Talking to My Daughter About the Economy or, How Capitalism Works – and How It Fails. Yanis Varoufakis, pp 142 -144.

 

So, this is how I increased my knowledge of basic economic theory and what I think is a great heuristic tool if you happen to be trying to explain what inflation is and how it works in an economy.  I will need to reread both Blyth’s ( his writing is for the layperson but remains quite dense and meaty, a slow but rewarding go) and Varoufakis’s books again as both were invaluable to understand how our economy works.

 

The massive disparity between the social classes in the US make it difficult to find the equality as set down by their law, in their society.
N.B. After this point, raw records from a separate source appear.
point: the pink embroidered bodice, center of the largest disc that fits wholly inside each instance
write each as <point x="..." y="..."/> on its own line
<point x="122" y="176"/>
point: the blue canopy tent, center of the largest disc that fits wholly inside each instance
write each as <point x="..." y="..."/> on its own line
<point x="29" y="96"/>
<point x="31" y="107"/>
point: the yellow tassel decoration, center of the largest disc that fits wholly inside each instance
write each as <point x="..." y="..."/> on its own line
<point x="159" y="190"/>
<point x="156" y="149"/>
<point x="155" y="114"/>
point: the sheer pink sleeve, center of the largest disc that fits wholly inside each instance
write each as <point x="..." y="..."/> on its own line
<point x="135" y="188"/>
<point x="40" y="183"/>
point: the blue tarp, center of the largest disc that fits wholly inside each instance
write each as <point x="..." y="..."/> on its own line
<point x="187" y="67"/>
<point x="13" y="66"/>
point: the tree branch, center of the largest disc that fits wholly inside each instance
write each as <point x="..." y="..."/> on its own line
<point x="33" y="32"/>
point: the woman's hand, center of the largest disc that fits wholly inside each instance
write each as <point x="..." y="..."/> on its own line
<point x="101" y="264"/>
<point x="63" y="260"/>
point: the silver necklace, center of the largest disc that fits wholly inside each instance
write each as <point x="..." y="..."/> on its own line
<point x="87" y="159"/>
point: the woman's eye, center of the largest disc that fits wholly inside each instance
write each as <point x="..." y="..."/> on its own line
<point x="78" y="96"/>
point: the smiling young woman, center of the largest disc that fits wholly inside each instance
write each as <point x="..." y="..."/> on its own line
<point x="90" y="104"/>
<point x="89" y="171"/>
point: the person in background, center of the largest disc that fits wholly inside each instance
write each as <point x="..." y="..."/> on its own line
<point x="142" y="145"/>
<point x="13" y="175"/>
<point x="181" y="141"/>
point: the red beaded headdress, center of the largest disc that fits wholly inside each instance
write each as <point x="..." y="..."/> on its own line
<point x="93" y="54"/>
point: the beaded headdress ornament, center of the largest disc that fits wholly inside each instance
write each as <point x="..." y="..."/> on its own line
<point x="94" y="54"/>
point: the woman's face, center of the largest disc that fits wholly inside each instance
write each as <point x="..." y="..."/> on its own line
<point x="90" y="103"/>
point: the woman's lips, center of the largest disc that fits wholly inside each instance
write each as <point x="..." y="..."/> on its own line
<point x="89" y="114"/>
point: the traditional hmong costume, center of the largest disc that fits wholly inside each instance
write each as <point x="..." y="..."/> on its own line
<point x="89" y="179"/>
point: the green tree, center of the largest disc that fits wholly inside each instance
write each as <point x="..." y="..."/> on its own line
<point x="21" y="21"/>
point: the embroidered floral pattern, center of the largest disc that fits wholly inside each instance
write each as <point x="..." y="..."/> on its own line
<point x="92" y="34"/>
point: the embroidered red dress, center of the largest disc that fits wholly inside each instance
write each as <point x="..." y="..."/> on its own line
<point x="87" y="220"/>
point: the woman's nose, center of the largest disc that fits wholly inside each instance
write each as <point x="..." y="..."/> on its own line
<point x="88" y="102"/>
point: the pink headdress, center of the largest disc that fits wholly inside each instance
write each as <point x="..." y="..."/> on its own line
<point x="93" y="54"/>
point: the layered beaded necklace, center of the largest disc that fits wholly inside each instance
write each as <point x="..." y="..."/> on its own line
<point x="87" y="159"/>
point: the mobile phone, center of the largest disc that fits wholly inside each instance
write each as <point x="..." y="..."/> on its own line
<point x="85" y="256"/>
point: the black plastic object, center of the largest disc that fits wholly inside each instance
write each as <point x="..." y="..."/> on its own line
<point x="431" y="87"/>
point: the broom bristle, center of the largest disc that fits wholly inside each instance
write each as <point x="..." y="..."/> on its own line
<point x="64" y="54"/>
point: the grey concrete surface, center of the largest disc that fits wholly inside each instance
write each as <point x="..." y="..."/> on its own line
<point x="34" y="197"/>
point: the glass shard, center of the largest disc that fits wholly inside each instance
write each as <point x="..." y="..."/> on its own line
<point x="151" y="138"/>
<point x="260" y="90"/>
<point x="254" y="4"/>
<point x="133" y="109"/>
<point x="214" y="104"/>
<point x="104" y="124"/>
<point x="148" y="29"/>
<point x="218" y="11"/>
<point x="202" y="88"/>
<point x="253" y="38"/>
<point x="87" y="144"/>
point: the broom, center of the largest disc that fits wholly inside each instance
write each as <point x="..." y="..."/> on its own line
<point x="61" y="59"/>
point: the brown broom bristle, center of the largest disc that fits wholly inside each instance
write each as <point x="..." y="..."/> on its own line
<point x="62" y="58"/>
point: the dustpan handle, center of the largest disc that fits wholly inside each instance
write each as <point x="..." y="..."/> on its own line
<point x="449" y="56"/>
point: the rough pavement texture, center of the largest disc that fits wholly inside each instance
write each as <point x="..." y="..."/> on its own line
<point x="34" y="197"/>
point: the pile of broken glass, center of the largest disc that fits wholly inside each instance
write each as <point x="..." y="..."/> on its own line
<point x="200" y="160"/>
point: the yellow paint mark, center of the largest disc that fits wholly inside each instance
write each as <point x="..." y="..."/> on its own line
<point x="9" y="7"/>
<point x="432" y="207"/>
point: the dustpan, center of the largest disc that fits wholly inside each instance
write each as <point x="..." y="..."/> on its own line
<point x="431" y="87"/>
“1. The United States, by the way, is fundamentally unjust. Even before the Trump Virus sparked a depression and corporate bailout that deepened inequality in the U.S., the three wealthiest Americans’ combined wealth already exceeded that of the nation’s bottom 50 percent. The top tenth of the upper U.S. One Percent already had a shared net worth greater than that of the nation’s bottom 90 percent and median Black household wealth amounted to 6 cents on the white median household dollar. The nation has long been riddled by massive, interrelated disparities of class, race, ethnicity, gender, and power that make an abject mockery of its claim to represent democracy and equality before the law. Exhaustive empirical research shows that progressive majority public opinion is close to irrelevant in the making of “public” policy, which consistently reflects the preferences of the wealthy Few and their giant corporations and financial institutions. You can learn all about this from mainstream researchers and journalists who never identify with “ideologies such as Marxism” or acknowledge that significant socioeconomic disparity and top-down class rule are inherent to the profits system.”

 

The US would do well to start to manage the current distribution of wealth.  A country that is run for the benefit of a small elite is a society that is doomed to fail.